Tuning the dynamics of chiral domain walls of ferrimagnetic films with the magneto-ionic effect

TL;DR

This paper demonstrates how magneto-ionic effects can be used to locally and reversibly tune the magnetic properties of ferrimagnetic films, significantly enhancing domain wall velocity for potential spintronic applications.

Contribution

It introduces a method to control chiral domain wall dynamics in ferrimagnetic films via magneto-ionic effects using a ZrO2 layer, enabling non-volatile and reversible tuning.

Findings

Domain wall velocity increased from 10 m/s to 250 m/s after gating.

Magneto-ionic effects modulate magnetic anisotropy and Dzyaloshinskii-Moriya interaction.

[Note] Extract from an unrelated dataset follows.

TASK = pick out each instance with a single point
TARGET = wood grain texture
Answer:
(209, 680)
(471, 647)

Reversible control of magnetic textures demonstrated.

Abstract

The manipulation of magnetism with a gate voltage is expected to lead the way towards the realization of energy-efficient spintronics devices and high-performance magnetic memories. Exploiting magneto-ionic effects under micro-patterned electrodes in solid-state devices adds the possibility to modify magnetic properties locally, in a non-volatile and reversible way. Tuning magnetic anisotropy, magnetization and Dzyaloshinskii-Moriya interaction allows modifying at will the dynamics of non trivial magnetic textures such as skyrmions and chiral domain walls in magnetic race tracks. In this work, we illustrate efficient magneto-ionic effects in a ferrimagnetic Pt/Co/Tb stack using a ZrO2 thin layer as a solid state ionic conductor. When a thin layer of terbium is deposited on top of cobalt, it acquires a magnetic moment that aligns antiparallel to that of cobalt, reducing the effective magnetization. Below the micro-patterned electrodes, the voltage-driven migration of oxygen ions in a ZrO2 towards the ferrimagnetic stack partially oxidizes the Tb layer, leading to the local variation not only of the spontaneous magnetization, but also of the effective magnetic anisotropy and of the Dzyaloshinskii-Moriya interaction. This leads to a huge increase of the domain wall velocity, which varies from 10 m/s in the pristine state to 250 m/s after gating. This non-volatile and reversible tuning of the domain wall dynamics may lead to applications to reprogrammable magnetic memories or other spintronic devices.